Song trajectories — filtered by artist, colored by artist, detail by track

Worksheet 3: Weeks on Chart (histogram)

Data source: billboard-songs.csv

  1. Right-click weeks_on_chart > Create > Bins… > bin size 1
  2. Drag weeks_on_chart (bin) to Columns
  3. Drag Number of Records (or CNT(track)) to Rows
  4. Title: “Distribution of Weeks on Chart”

Part 3: Choose Your Own Worksheet

Pick at least one from the menu below.

Chart Difficulty Data Source Hints
Top 15 longest-running songs (horizontal bar) Easy songs Color by peak_rank
New entries by month (bar) Easy songs Derive month from date_entered
Peak rank vs. weeks on chart (scatter) Medium songs weeks_on_chart on Columns, peak_rank on Rows. Add genre to Color
Rank x week heatmap Medium long week on Columns, track on Rows, rank to Color. Mark type: Square. Filter to top 10 songs
Weeks on chart by genre (box plot) Medium songs Use Show Me panel > box plot

Part 4: Polish & Submit

  1. Titles: Every worksheet has a descriptive title
  2. Tooltips: Hover over marks — customize via Tooltip on the Marks card
  3. Sheet names: Rename tabs (not “Sheet 1”, “Sheet 2”)
  4. Save: File > Export Packaged Workbook (.twbx) or save to Tableau Public

Your workbook should have at least 4 worksheets.
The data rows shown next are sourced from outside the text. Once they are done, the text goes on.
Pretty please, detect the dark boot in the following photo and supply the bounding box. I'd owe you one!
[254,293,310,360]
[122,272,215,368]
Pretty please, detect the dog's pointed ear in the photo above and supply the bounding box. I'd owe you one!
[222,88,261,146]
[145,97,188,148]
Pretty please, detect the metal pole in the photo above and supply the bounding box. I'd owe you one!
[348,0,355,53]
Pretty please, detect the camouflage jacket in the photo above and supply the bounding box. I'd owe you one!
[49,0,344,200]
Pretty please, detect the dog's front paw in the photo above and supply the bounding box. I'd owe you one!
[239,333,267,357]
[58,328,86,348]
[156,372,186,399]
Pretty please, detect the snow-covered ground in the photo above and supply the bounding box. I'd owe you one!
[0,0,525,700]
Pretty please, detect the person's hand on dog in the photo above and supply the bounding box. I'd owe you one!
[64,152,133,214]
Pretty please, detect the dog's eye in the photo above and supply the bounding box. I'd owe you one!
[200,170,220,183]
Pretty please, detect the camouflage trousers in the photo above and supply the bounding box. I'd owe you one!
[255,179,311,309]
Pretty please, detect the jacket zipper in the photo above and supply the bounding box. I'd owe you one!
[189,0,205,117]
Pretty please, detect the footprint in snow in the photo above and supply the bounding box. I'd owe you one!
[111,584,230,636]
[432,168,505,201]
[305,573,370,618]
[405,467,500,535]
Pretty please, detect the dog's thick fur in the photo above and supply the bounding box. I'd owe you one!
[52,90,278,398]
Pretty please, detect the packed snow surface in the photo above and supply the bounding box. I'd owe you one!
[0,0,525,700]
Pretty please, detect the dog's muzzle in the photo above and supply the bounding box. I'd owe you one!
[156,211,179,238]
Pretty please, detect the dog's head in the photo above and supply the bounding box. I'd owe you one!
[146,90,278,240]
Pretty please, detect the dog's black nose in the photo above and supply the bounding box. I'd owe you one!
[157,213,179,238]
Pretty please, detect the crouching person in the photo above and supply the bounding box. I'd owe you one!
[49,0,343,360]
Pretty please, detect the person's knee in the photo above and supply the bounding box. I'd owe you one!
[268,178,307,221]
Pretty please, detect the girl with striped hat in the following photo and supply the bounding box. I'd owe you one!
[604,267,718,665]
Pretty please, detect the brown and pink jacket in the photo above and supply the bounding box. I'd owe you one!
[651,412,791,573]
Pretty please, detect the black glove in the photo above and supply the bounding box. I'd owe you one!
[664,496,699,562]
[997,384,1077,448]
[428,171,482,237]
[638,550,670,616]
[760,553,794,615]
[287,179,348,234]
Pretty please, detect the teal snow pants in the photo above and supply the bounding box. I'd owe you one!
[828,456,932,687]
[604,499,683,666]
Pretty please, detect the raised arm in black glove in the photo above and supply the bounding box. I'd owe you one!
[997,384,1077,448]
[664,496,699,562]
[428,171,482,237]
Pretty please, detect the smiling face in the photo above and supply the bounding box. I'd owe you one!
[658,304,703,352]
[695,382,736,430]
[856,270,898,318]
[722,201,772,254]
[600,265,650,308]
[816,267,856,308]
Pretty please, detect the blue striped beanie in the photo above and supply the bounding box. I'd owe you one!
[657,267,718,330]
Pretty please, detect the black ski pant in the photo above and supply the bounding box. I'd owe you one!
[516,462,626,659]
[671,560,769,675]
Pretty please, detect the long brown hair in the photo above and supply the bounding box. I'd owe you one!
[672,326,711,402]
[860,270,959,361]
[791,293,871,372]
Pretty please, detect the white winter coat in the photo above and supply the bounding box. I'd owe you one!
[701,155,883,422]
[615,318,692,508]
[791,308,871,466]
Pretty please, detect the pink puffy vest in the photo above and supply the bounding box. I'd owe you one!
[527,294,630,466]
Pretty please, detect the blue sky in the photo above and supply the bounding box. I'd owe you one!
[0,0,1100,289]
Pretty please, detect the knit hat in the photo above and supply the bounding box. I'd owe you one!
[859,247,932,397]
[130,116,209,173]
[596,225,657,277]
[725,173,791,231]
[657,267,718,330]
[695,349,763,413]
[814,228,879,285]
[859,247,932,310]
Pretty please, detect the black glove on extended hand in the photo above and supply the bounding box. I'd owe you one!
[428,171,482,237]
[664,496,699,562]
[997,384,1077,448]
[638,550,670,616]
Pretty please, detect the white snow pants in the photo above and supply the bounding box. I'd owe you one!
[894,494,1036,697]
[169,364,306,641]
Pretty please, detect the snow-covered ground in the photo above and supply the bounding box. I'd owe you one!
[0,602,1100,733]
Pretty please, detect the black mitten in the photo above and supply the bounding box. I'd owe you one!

If time allows: explore freely

You have two datasets and a working Tableau setup. Think of a question about Billboard 2000 that interests you and try to answer it with a chart. Some starting points:

  • Do longer songs tend to rank higher or lower?
  • Which artists had multiple songs on the chart at the same time?
  • Is there a relationship between when a song entered the chart and how long it lasted?

Build a new worksheet, pick the right data source, and see what you find. There are no wrong answers here — the goal is to practice turning a question into a visualization.